"Oh, [tech research company] must have a chart on that!". Many startup pitch decks features charts, forecasts, and quotes by Gartner, IDC, Forrester, and others to back up their market claims. Here is how a potential investor looks at these charts:

  • Every deck they have seen over the past 10 years probably includes a $1b market forecast by one of these. Most of these companies are not $1b businesses.

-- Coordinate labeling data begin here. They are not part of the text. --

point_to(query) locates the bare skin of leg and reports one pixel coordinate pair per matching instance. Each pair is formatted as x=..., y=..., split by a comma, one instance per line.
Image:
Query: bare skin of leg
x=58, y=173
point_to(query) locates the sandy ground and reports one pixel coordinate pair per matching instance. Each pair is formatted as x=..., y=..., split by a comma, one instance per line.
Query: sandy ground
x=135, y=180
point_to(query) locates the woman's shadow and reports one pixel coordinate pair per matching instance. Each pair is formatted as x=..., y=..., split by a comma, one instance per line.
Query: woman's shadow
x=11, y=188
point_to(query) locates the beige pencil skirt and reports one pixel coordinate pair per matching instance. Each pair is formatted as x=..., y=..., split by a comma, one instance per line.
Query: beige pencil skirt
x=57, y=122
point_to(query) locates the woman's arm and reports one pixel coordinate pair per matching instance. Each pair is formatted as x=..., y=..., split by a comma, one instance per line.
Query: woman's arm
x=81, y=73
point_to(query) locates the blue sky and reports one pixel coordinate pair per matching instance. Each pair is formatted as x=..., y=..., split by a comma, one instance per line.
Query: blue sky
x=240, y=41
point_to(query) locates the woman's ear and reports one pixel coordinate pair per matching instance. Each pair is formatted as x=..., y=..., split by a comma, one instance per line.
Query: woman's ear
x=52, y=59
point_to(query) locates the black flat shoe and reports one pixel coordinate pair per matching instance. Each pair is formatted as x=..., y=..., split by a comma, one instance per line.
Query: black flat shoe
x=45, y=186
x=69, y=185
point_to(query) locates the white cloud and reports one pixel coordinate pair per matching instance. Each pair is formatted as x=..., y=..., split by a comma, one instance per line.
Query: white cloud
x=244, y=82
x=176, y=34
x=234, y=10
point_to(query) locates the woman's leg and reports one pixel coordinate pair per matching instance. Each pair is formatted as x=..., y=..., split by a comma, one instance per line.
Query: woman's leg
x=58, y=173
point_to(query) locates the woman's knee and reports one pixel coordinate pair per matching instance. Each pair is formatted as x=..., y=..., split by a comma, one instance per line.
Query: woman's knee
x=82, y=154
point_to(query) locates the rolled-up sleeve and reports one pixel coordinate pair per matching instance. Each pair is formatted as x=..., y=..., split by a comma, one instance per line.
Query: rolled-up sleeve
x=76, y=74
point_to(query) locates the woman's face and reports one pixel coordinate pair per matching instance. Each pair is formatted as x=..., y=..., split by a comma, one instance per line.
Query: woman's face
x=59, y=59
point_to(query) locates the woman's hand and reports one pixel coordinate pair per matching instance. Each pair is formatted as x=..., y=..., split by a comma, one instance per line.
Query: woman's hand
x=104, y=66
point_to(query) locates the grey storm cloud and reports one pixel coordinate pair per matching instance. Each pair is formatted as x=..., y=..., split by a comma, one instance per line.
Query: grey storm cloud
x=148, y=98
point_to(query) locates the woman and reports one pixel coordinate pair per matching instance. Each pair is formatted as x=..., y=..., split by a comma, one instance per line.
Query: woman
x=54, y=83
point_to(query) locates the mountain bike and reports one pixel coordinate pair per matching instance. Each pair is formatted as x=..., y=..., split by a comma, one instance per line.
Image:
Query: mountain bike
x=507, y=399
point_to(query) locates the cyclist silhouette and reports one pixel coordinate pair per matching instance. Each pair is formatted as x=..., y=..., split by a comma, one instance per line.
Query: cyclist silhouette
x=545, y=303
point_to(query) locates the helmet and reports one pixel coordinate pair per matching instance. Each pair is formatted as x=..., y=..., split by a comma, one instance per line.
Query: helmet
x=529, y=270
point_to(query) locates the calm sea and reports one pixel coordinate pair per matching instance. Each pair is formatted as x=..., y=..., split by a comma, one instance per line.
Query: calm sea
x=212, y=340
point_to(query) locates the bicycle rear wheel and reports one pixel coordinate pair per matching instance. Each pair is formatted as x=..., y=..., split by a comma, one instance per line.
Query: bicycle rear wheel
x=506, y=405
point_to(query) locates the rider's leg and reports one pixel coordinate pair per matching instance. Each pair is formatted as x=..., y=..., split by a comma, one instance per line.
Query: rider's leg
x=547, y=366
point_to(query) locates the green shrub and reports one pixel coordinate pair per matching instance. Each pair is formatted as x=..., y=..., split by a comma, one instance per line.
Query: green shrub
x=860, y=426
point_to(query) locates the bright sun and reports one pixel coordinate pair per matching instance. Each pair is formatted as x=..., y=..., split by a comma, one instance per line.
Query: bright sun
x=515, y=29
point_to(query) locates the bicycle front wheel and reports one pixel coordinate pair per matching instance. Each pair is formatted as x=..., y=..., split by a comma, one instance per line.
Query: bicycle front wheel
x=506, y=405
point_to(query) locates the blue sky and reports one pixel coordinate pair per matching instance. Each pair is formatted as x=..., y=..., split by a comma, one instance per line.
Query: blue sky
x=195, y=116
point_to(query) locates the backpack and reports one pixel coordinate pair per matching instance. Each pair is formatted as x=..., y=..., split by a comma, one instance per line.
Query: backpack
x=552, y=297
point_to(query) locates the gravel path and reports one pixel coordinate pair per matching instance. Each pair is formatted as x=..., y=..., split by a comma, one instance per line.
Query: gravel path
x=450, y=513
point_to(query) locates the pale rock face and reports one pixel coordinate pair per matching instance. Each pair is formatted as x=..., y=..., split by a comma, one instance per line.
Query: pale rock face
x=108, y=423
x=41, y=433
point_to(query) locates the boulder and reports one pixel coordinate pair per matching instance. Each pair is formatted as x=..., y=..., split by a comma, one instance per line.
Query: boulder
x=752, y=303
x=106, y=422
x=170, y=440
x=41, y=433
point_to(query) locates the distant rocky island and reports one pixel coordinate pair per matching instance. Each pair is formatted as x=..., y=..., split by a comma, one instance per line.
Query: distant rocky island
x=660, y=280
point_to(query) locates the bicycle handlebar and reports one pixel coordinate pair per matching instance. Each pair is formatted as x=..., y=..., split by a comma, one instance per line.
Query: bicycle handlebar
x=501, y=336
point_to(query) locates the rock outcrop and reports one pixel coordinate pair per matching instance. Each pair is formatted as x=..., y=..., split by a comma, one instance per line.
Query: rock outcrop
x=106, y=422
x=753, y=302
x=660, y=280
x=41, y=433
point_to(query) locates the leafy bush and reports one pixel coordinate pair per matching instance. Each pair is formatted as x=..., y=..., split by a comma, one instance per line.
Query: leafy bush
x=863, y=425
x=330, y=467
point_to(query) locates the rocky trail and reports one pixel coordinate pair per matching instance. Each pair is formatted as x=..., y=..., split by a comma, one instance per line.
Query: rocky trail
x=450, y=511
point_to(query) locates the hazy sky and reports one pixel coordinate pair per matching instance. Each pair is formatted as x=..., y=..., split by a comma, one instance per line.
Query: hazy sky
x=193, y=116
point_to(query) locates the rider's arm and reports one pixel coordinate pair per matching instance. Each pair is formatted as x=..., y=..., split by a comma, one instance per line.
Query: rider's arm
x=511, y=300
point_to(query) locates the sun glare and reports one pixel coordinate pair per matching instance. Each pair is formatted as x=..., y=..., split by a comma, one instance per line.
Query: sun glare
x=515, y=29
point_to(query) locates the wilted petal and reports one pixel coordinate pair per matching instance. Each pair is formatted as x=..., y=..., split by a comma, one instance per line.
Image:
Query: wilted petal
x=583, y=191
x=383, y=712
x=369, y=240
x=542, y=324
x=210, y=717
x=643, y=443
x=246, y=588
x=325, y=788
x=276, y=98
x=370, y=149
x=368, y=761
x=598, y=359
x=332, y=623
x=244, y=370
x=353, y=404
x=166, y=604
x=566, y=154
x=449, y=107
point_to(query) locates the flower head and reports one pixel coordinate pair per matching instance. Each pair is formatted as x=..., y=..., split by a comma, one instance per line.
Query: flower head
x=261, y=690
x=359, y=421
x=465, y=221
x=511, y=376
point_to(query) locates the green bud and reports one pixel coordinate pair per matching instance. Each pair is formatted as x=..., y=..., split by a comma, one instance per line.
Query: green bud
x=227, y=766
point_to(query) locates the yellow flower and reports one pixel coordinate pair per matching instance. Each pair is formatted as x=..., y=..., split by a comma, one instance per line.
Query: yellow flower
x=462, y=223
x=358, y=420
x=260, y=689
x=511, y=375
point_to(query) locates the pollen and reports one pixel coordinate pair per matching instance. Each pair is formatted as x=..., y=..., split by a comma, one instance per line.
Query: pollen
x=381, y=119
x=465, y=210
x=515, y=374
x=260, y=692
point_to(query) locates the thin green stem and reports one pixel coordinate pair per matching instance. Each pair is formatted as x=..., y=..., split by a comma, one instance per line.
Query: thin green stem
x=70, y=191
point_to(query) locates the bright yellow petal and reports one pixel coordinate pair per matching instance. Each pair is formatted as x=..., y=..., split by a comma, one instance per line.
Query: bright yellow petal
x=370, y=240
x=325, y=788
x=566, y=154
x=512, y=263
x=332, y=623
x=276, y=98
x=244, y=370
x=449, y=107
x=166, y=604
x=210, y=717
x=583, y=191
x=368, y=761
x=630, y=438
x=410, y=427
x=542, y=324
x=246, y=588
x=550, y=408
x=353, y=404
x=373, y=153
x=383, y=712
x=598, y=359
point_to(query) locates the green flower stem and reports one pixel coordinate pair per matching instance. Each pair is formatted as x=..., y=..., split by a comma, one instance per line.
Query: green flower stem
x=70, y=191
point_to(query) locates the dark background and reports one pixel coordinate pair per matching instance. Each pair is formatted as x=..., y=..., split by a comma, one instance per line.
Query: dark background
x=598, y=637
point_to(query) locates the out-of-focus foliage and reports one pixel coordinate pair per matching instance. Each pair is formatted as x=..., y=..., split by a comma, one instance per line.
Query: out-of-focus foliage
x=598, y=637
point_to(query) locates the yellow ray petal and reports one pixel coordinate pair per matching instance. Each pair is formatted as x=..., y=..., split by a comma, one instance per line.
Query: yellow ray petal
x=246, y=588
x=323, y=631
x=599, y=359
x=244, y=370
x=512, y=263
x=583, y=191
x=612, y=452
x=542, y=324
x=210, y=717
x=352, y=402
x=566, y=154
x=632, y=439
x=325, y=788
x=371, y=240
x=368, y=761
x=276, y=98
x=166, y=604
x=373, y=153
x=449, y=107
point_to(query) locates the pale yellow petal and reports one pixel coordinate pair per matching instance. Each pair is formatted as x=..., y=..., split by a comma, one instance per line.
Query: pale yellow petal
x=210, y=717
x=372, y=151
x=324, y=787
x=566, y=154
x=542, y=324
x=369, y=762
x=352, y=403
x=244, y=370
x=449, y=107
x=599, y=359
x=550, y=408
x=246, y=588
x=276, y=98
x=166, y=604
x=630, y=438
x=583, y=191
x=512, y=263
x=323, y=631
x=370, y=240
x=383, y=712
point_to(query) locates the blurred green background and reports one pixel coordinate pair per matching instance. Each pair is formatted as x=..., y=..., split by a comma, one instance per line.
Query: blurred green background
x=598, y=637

  • These research agencies do a reasonable job at mapping out what people are spending today on technology, forecasts are based on this picture of today, where an analyst applies different growth rates in an Excel sheet to get to a number that is 3 years out. It is an extrapolation of market trends, not a thorough research about how IT could change fundamentally
  • Research relies on a categorization of the IT market with ambiguous names, it is never clear what is included, excluded, where a new technology fits, whether markets are double counted
  • Overall IT spend grows at a steady pace, that's how corporate IT budgets work. So a revolutionary new technology cannibalizes investments in other technologies. Research reports hardly ever show sharp drops in the size of market segments. Rather, when a new technology emerges, people relabel, redefine the market segments to reflect the new reality. So again, not a helpful basis to forecast the future.
  • The quotes in the research report are loaded with jargon, but most importantly, all sound the same. A product manager might be really excited that a Gartner quote includes "it will definitely think about considering making my IT infrastructure more scalable next year by investigating [technology X]", but for an investor this sounds all familiarly vague. 

So how to use this type of information? Treat it as just another data point, but don't make your entire pitch dependent on it.